The ownership of Big Data

    Etienne Goffin
    Etienne Goffin

    One of the biggest questions about Big Data is: “who owns it?”. How can you use, value, and trade data, without clear property rights?

    One of the biggest questions about Big Data is: “who owns it?”. How can you use, value, and trade data, without clear property rights? The European Commission (2017a) recently attempted to answer these questions and others in an official Communication on “Building a European Data Economy”. The objective of this initiative is to foster the best possible use of the potential of digital data to benefit the economy and society. The communication was accompanied by a Staff Working Document on the emerging issues of the European data economy (European Commission 2017b). The documents examine the barriers that impede the free flow of data to achieve a real Digital Single Market.

    One of the most fundamental requirements of a capitalist economic system is a strong protection of property rights. This legal artifact affects the efficiency of resource allocation. In most jurisdictions, a title is a bundle of rights in a piece of tangible properties such as physical resources, or non-human animals. It is a prerequisite for any basic market exchange. The industrial revolution relied on more elaborate forms of ownership. The property rights were extended by using patents, trademarks and copyrights to protect intangible properties, such as words, ideas or inventions. It kept working fine even in situations where software started to worth more than hardware. But what happens when data are what matters most?

    In the European Union, data are intangible, non-rivalrous goods and as such cannot be captured by the traditional definitions of property law (Drexl 2016). Machine-generated data do not benefit from protection by other intellectual property rights as they do not result of an intellectual effort. In contrast, results of data integration and analytics can benefit from the protection given to the intellectual effort made into the design of the data integration process or the analytics algorithm (software).

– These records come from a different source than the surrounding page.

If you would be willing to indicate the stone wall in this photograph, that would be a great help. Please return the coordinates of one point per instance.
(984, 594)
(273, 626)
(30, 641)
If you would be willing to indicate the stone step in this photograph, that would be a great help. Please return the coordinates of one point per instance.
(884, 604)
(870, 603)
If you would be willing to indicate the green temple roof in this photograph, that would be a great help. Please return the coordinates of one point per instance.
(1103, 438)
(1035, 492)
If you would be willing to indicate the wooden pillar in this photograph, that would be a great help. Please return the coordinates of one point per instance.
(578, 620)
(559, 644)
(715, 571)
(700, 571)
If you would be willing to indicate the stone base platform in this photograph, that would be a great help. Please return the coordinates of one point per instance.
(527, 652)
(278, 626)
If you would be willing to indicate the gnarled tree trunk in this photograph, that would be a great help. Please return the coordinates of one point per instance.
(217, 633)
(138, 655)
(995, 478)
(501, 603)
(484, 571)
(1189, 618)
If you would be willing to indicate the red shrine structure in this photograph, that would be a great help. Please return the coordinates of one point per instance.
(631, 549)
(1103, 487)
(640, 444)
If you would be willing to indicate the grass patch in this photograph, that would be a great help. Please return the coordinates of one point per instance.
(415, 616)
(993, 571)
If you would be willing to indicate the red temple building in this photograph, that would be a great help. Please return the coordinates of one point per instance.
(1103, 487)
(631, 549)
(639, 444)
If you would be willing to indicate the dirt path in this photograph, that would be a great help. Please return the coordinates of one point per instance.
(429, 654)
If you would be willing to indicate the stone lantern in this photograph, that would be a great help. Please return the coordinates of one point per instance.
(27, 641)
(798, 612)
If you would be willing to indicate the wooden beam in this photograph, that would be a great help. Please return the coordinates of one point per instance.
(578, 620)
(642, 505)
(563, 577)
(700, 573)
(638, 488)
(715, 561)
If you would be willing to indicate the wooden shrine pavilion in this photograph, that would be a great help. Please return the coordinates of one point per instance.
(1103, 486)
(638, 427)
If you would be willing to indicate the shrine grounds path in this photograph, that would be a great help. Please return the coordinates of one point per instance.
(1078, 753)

    There is no comprehensive legislative framework on what rights can be exercised with respect to access to data created by computer processes or collected by sensors (European Commission 2016). There are rules on access to privately-held data in a very limited number of sectors. Beyond the Trade Secrets Protection Directive, there is no legal protection with respect to investments made into the generation or collection of data (Martens 2016). In this unregulated context, commercial activities build on the valuation of non-personal or anonymized data appear extremely risky, even if they have a high potential return on investment.

    The European Commission outlined a set of concrete actions to address existing lack of production and barriers to the free flow of data (European Commission 2017a). In this respect, the General Data Protection Regulation (GDPR), that will be enforced as from 25 May 2018, provides for a harmonized and high level of protection of personal data and is the foundation for the free flow of personal data (non-personal data remain outside the scope of GDPR) in the EU.

    The objective of this new set of rules is to give citizens back control over of their personal data, and to simplify the regulatory environment for business (European Commission 2017b). The reform intends to allow European citizens and businesses to fully benefit from the digital economy. However, it remains difficult for the authorities to strike the balance between the commitment to the highest standards of protection of personal data and the imperative to guarantee a fair level of ownership of data generated by digital processes.


    Drexl, J. (2016). Designing Competitive Markets for Industrial Data in Europe – Between Propertisation and Access, 2016.

    European Commission. (2016). Legal study on ownership and access to data. The jurisdictions surveyed were: France, Spain, Germany, UK, Italy, Belgium, the Netherlands.

    European Commission. (2017a). Communication from the Commission to the European Parliament, the Council, the European Economic and Social Committee and the Committee of the Regions on “Building A European Data Economy”.

    European Commission. (2017b). Commission Staff Working Document on the free flow of data and emerging issues of the European data economy.

    Martens, B. (2016). An Economic Policy Perspective on Online Platforms, JRC Technical Report 2016/05.